Anil Chawan

Personal information
- Full name: Anil Chawan
- Date of birth: 27 April 1999 (age 27)
- Place of birth: Karnataka, India
- Height: 1.82 m (6 ft 0 in)
- Positions: Centre-back; right-back;

Team information
- Current team: Inter Kashi
- Number: 27

Youth career
- 2012: Sporting Goa
- 2013: Dempo
- 2014–2017: Sesa FA youth
- 2017: Bardez

Senior career*
- Years: Team / Apps / (Gls)
- 2017–2019: Sesa / 12 / (2)
- 2019–2020: ATK / 0 / (0)
- 2019–2020: → ATK B (loan) / 11 / (0)
- 2020–2021: East Bengal / 0 / (0)
- 2021–2022: Rajasthan United / 14 / (1)
- 2023: Bengaluru United / 12 / (0)
- 2023–: Inter Kashi / 8 / (0)

= Anil Chawan =

Indian footballer

Anil Chawan, born 27 April 1999 is an Indian professional footballer who plays as a defender for I-League club Inter Kashi.

==Club career==
===Youth===
Hailing from Karnataka, Chawan's professional career journey began in the neighbouring state of Goa, where the then fifteen-year-old was selected for Sesa Football Academy.
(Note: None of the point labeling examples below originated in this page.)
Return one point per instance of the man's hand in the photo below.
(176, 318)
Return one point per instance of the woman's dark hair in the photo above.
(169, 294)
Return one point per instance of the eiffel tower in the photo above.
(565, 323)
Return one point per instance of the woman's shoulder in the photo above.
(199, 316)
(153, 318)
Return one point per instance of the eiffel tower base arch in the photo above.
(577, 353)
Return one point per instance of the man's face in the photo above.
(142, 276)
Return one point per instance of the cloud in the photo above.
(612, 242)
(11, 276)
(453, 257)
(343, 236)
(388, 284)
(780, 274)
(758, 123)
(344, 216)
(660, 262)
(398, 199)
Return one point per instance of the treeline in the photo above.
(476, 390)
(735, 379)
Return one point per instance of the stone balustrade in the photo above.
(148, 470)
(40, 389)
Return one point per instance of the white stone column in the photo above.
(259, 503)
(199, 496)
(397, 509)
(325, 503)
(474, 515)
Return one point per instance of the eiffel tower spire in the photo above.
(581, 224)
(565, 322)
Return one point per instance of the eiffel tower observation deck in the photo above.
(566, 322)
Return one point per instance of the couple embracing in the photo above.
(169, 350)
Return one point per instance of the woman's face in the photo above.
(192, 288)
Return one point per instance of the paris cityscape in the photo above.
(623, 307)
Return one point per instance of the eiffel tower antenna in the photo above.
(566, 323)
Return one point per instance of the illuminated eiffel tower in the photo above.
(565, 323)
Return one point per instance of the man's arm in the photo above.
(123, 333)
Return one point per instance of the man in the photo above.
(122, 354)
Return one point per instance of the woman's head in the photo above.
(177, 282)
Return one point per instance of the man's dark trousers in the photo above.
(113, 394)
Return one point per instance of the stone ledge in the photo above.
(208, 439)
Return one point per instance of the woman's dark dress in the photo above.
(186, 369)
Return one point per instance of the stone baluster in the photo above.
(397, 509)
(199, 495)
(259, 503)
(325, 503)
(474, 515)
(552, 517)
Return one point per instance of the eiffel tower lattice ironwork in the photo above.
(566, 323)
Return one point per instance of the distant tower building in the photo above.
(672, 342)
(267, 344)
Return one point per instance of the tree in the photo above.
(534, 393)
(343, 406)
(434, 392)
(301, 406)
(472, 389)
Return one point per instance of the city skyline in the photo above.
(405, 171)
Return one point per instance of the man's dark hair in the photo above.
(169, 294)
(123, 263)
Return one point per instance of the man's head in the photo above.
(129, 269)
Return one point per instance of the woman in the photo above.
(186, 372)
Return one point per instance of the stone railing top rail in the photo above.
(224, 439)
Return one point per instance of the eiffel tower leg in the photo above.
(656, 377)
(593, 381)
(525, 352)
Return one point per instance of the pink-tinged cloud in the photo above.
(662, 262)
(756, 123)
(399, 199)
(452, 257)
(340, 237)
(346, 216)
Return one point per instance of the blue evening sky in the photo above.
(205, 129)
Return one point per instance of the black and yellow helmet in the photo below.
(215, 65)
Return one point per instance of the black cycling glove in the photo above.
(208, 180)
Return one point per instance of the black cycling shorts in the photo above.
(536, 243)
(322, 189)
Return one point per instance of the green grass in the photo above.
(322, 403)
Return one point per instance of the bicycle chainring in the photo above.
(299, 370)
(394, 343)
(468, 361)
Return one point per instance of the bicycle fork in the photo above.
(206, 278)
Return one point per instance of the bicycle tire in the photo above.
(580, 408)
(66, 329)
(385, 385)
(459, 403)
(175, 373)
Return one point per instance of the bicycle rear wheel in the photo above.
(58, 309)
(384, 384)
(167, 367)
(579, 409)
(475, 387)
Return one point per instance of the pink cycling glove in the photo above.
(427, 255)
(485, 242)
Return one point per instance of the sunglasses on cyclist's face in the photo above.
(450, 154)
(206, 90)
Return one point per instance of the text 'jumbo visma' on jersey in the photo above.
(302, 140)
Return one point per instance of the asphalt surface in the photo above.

As a defender, he was regarded as one of the bright talents from the Sesa Academy's batch by the coaches which soon led to his promotion to the Sesa's senior squad two years later.

===Sesa===
At the age of eighteen, Chawan was promoted to the senior side of Sesa which participated in the Goa First Division League, the second-tier league of Goa. He captained the Sesa's side in the 2018–19 season where he delivered a notable performance with two goals and five assists to his name over twelve games played, thus helping the team in promotion to Goa Professional League, the top-tier league of the state. In the league's campaign, Chawan also bagged three man of the match awards. The 2018–19 season with Sesa was noticed by the Indian Super League side ATK who signed him for the 2019–20 season, marking a leap in the Chawan's career.

===ATK===
On 24 July 2019, Chawan was signed by the then ISL side ATK for the 2019–20 season of club's campaign. Marking him as the only second player after Denzil Franco from Sesa to have ever signed for ATK. He was registered into the ATK squad led by Antonio Habas for the club's preseason and was on the bench for ATK's opening game against Kerala Blasters away at Kochi. He was then selected for ATK's Reserve side where he was handed over the captain's armband for I-League 2nd Disvision. He also played all three matches in the 2019 Durand Cup for ATK including the famous victory over one of the Kolkata giants, Mohammmedan SC. He made eleven appearances in total for the ATK Reserves side and was also part of the ATK senior squad that clinched the 2019–20 Indian Super League title.

===East Bengal===
After his stint at three-time champions ATK and their Reserve side, Chawan then signed for East Bengal and was announced to be part of the squad in 2020–21 season. Like the previous stint, Chawan in East Bengal lacked of any match time in the senior team and spent his time with reserves side. However, not much is known of his time at the club. In the next season he would then move to I-League side Rajasthan United.

===Rajasthan United===
Chawan signed for Rajasthan United in December 2021 as part of the club's winter signings in the 2021-22 I-League campaign. Chawan made fourteen appearances for the club and scored his first I-League goal that came in a winning encounter against Sreenidi Deccan.

===Bengaluru United===
Returning to his state in 2023, Chawan signed for Bengaluru United and captained the side four times in the club's I-League 2nd Division where the club went on to qualify for the final round but was unable to make a cut for the I-League promotion.

===Inter Kashi===
Although Chawan was unable to taste the success of I-League promotion with Bengaluru United, he was then signed by Inter Kashi which enabled him to return to the league after a season's gap. Chawan has made eleven appearances so far for the Varanasi-based club in the ongoing season of I-League.